Однажды Басьму вызвали во Дворец Семи Куполов: младший сын наместника заболел гнилой лихорадкой, и придворному магу понадобилась помощница-травница. Она задержалась на два дня. В первый день Грыт скучал: не хватало разговоров, ее нежности и привычного травяного чая на ночь, чтобы не беспокоили шрамы. Этой ночью он увидел сон, но не запомнил его, только наутро щеки были мокры, а подушка пахла кувшинками и морской солью. Днем Грыт бродил по лавке, перебирал мешочки с травами и надеялся: случайность! Она не могла!
Вторая ночь и второй сон развеяли сомнения и надежды.
8
8
Он медленно взлетает над маленькой площадью среди аккуратных двухэтажных домов. Фонтан, кованые лавочки, стриженые акации. Вдали стучат литавры: ту-дум, ту-дум.
Посреди, на камнях у фонтана, замерла изломанная, залитая красным фигура. Вторая - рядом, на коленях, тянется вверх, будто ловит бабочку. Вокруг - темные силуэты, бегут к фонтану медленно, словно сквозь густой кисель. Над ними зависла багрово-черная паутина. Ближе всех один, самый темный и большой силуэт. Он - зло, боль, страх. Смерть.

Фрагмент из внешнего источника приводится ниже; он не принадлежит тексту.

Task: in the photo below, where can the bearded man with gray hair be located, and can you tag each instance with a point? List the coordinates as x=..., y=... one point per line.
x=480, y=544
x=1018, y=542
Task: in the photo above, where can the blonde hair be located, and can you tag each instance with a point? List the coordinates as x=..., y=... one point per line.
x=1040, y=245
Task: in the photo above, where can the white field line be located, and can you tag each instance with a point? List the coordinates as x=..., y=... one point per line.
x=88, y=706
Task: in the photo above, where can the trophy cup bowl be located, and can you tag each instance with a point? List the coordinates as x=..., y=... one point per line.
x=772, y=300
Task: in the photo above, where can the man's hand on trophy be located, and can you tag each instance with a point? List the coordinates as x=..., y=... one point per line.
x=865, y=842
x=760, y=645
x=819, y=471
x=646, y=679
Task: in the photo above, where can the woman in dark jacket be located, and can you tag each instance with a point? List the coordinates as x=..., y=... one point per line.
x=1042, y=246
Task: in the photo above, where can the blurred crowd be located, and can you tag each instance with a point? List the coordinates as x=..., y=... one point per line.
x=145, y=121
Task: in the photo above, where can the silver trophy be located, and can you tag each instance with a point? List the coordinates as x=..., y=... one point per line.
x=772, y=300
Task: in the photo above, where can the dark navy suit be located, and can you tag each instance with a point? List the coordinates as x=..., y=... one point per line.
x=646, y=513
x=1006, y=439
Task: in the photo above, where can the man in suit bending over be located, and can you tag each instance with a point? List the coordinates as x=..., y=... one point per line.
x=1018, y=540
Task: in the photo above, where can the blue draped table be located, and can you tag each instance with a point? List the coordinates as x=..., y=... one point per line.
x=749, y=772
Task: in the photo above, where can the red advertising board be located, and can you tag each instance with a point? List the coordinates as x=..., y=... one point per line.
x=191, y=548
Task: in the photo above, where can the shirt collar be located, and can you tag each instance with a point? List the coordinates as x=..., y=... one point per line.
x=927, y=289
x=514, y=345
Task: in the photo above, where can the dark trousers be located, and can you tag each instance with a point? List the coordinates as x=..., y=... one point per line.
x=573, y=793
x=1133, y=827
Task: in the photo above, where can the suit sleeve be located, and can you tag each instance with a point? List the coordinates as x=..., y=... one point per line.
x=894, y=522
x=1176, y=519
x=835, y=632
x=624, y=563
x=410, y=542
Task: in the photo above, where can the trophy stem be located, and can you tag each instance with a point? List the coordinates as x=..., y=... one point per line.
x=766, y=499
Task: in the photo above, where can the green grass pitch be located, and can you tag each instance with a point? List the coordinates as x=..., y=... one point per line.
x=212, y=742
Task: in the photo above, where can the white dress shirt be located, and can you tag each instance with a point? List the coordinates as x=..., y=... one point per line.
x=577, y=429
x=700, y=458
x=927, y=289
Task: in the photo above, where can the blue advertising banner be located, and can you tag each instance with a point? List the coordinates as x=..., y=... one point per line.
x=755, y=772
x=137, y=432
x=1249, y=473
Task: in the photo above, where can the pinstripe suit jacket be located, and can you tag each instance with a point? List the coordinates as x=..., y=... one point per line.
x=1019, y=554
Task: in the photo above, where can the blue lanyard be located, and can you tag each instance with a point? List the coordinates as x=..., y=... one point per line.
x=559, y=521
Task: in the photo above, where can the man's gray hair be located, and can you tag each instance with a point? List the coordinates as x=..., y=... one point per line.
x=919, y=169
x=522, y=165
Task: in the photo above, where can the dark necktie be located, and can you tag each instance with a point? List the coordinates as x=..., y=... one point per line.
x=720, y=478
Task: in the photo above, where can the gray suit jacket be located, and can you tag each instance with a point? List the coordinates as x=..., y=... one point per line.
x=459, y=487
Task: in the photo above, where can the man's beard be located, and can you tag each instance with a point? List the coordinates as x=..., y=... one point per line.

- Не уходи! Пожалуйста! - догоняет зов.
Боль, отчаяние, мольба тянут к себе, отдаются в груди. Он останавливается. Опускается, падает... Натыкается на преграду. Больно! Он бьется о невидимый купол, раз за разом. Ту-дум, ту-дум. Все слабее, тише... тум... тишина...
Фигуры внизу удаляются, тают. Площадь лижут черные волны, дома оплывают белым песком...
9
9
Наутро, когда Грыт собирал пожитки в старую походную суму, вернулась Басьма. Единственный взгляд на осунувшееся, печальное лицо подтвердил: она ждала именно этого. Спешила домой, может быть, даже вызвала гнев наместника, но сны успели раньше.
- Я хотела как лучше... - Она устало опиралась на косяк, прижимая ладонью к груди ожерелье с синим жемчугом, и больше не улыбалась. - Эти сны замучили тебя. Остановись, Грыт. Ты тратишь настоящую жизнь на поиск миража. Двадцать лет... у тебя могли быть взрослые дети! Но тебе ничего не нужно, только твои сны. Ты как курильщик кха-бриша, не видишь реальности за мороком. А я... я всего лишь люблю тебя. Я могла бы родить тебе сына...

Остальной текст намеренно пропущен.